Gourmet e Vinhos

O negócio do vinho australiano está em crise e a culpa é da China

O aumento dos impostos sobre estes produtos tornou a comercialização quase impossível.
Novas taxas estão a deixar produtores em crise

Desde novembro de 2020 que o setor do vinho na Austrália atravessa uma grave crise. O motivo tem a ver, sobretudo, com problemas na exportação dos produtos para a China. Nos últimos anos, o mercado chinês passou a consumir muito mais vinho e um dos favoritos é o produzido na Austrália.
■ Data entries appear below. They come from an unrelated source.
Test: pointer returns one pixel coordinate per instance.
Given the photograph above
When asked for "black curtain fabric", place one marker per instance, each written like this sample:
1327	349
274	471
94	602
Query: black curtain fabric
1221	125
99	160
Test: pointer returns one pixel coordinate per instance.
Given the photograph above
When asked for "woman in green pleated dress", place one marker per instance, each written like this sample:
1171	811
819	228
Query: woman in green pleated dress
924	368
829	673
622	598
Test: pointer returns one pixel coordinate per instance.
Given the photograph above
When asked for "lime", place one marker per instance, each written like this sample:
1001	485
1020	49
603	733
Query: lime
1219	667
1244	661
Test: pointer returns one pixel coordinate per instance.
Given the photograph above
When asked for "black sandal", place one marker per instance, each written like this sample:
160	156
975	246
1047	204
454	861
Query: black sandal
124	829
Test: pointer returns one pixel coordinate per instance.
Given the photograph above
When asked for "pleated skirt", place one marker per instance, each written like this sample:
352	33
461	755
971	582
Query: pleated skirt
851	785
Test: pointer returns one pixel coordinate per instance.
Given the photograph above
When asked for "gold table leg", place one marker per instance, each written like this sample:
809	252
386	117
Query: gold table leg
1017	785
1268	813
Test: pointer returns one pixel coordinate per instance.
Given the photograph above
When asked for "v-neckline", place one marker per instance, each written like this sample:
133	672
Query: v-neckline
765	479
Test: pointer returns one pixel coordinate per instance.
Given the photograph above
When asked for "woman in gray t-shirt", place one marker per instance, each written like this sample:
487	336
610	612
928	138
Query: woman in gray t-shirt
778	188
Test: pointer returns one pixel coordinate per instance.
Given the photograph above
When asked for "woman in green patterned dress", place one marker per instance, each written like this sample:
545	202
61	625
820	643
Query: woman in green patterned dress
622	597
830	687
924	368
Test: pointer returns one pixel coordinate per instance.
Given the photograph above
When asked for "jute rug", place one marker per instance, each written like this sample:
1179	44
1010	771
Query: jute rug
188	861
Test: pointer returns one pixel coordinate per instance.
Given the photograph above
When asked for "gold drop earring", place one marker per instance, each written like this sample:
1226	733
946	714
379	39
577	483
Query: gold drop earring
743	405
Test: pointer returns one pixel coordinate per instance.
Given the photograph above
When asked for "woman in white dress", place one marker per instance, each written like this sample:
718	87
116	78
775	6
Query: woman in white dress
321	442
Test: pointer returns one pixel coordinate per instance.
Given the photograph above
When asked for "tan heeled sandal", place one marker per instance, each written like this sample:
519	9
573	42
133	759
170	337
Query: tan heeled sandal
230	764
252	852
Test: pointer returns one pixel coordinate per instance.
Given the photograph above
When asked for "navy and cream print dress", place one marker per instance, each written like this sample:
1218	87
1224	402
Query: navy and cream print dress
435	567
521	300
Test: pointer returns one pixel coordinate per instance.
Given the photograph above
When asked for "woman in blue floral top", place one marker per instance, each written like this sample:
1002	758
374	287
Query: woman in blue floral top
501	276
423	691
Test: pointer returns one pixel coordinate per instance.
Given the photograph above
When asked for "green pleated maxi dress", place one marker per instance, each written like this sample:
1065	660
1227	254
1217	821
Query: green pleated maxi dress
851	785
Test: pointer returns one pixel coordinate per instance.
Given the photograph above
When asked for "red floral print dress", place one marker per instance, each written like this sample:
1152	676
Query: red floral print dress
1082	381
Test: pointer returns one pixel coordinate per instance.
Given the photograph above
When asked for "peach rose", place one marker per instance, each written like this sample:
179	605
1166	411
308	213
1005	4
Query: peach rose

Isto faz com que muitos produtores tenham aquele país asiático como o seu principal destino de exportação e até como maior cliente.

As novas taxas e impostos aplicados pela China ao vinho e produtos australianos desde novembro tornou o negócio impraticável. Estas regras estão inseridas na “investigação anti-dumping”, que pretende acabar com essa forma de comércio através da qual uma ou mais empresas de um país tentam vender os seus produtos a outro por um preço muito mais baixo do que aquele que é considerado justo.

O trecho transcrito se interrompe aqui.